How to Divide by Zero
James Anderson
James Anderson is an academic at the University of Reading and also chair of the Berkshire branch of the BCS. James is the inventor of "transarithmetic" which, amongst other things, gives us a solution to the problem of 'Divide by Zero' errors.
Dust off your phone's calculator (or bring a pocket calculator if you want to be retro) as in his talk James will show how this new maths can make hardware simpler, cheaper and more reliable; Can stop missiles firing in the wrong direction and make amazingly fast computers. He also promises that a 12 year old can understand the maths (phew!!).
3 Comments
David J Seed
there are several discussions on nullity, wheel and NaN, see here http://scienceblogs.com/goodmath/2006/12/nullity_the_nonsense_number_1.php and wikipedia. But for me the representation of divide by zero is not the issue, the issue is whether you can deal with division by zero in a useful way. can you for example solve ax^2 + bx+c = 0 using
x= (-b +-sqrt(b^2-4ac))/2a, when a =0.
However you represent a divide by zero I cannot see, how transarithmetic or any other device will be able to extract the solution to the above equation which is (x= -b/c). The key point is that 6/2 *2 =6 but 6/0 *0 could equal anything you like Nan wheel or nullity but you have lost the information that you started the calculation with a 6 and this cannot be recovered. Another issue for real computers is that it is not just zero that gives problems. a=10^-70 gives problems as well and any computer that claims to handle divide by zero must also deal with overflow and and underflow.
For those interested the way to solve a quadratic with very small a is to use the iterative method
x(next) = -c/b -a*x^2.
It can easily be seen that this method works for arbitrarily small a.
Note that the method fails for finite a and b=0, again no representation of divide by zero applied to the iterative method will give us the required solution: x=+-sqrt(-c/a).
Finally, what language would you program this . I'd be interested to see any real solutions to such problems
David S
James Anderson
David, I just saw your comment.
When the equation ax^2 + bx + c = 0 has a = 0 then solve the equation bx + c = 0. Similarly when a = b = 0, solve the equation c = 0. When a = b = c = 0 you have the atomic solution 0 = 0 without doing any work, other than the work it takes to recognise this case and return the result.

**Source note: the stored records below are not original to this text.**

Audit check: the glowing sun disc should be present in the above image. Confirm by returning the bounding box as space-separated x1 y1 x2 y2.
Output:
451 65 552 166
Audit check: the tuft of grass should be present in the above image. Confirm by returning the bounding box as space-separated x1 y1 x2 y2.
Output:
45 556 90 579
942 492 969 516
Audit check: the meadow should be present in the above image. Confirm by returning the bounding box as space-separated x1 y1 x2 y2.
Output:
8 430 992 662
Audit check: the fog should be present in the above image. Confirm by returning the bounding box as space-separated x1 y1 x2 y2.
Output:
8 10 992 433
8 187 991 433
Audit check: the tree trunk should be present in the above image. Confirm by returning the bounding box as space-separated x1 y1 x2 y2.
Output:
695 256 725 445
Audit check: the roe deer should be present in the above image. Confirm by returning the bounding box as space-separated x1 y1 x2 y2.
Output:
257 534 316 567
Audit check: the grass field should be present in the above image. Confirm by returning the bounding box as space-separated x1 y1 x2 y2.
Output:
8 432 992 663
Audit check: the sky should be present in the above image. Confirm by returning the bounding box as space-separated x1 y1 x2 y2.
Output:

Transreal arithmetic provides a solution for every arithmetical operation but it is up to the programmer and mathematician to find the case with highest information content. You were right to talk about information content but you did not follow your idea through to a workable solution. If you knew more about transreal and transcomplex arithmetic you might be able to do this for yourself.
By the way, you forced finite solutions when you specified ax^2 + bx + c = 0. This is the canonical form only of finite quadratics. For example, ax^2 = bx can have non-finite solutions x = 1/0 = infinity and x = 0/0 = nullity but it cannot have the solution x = -1/0 = minus infinity. There is information content even in the non-finite cases, here x /= -1/0.

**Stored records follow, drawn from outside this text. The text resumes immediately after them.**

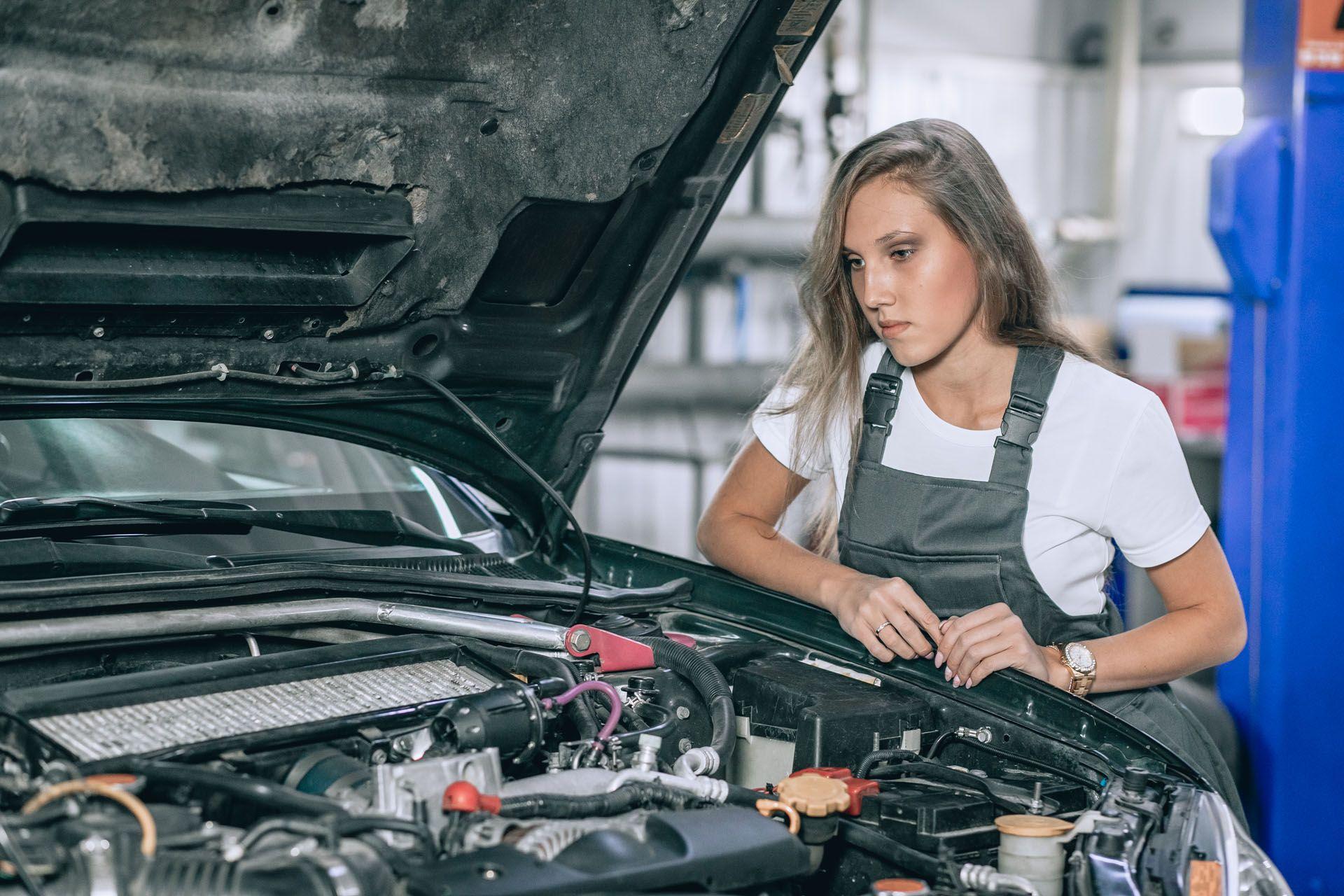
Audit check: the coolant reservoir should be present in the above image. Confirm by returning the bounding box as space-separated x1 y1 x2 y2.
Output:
995 816 1074 896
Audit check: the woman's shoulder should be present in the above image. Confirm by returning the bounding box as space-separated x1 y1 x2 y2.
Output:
1051 352 1158 418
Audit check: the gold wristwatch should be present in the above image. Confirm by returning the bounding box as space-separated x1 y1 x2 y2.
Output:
1054 640 1097 697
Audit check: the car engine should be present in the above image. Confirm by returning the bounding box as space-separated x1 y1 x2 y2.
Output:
0 601 1235 896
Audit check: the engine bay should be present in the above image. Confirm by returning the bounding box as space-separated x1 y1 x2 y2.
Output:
0 605 1223 896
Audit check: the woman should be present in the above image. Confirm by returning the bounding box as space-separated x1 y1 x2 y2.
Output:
697 120 1246 808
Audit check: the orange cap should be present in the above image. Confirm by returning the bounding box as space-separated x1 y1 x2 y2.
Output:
995 816 1074 837
776 775 849 818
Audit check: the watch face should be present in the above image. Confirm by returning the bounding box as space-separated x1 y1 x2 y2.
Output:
1065 643 1097 673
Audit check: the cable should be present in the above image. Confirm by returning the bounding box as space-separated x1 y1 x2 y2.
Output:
929 731 1106 790
400 371 593 624
0 823 43 896
853 750 923 778
22 778 159 858
542 681 622 740
755 799 802 834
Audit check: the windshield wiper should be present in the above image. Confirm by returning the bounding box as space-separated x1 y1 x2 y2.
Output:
0 496 481 554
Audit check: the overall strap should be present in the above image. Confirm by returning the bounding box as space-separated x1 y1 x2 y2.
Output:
989 345 1065 488
858 352 906 463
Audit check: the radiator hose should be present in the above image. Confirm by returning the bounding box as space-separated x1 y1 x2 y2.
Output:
498 780 703 818
634 638 738 764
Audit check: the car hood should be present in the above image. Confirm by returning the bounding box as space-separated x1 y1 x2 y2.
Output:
0 0 837 542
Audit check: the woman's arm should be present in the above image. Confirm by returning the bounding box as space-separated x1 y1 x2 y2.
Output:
935 529 1246 693
696 438 938 662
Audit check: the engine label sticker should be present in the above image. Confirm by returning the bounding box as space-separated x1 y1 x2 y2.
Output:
1297 0 1344 71
719 92 770 144
776 0 830 38
1185 858 1223 896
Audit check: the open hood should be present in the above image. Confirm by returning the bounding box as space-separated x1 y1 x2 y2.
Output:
0 0 839 542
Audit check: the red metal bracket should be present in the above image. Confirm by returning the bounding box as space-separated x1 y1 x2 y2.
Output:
564 624 657 672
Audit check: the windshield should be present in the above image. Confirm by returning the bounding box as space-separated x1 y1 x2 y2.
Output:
0 419 497 555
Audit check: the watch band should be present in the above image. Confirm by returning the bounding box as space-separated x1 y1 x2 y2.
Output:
1051 643 1097 697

The mathematics you use is partial and has infinitely many error states. The transmathematics I use is total and has no error states. This gives me many mathematical, practical and commercial advantages. I would be surprised if you resist the removal of infinitely many error states from mathematics but, if you do, why?
I have implemented transreal and transcomplex arithmetic in Pop11. It runs on my laptop which I bring to many Geek nights. I'll bring it along specially if you ask. I will have it with me tonight.
Overflow and underflow are easy. Round off in the same way that IEEE float does and track the occurrence of roundoff in an inexact flag.
Feel free to talk to me about this. That's what intellectuals do. They debate.
Best wishes,
James
James Anderson
Sadly the absence of error states in transarithmetic does not stop people making arithmetical mistakes. Can you spot the sign error in the above argument?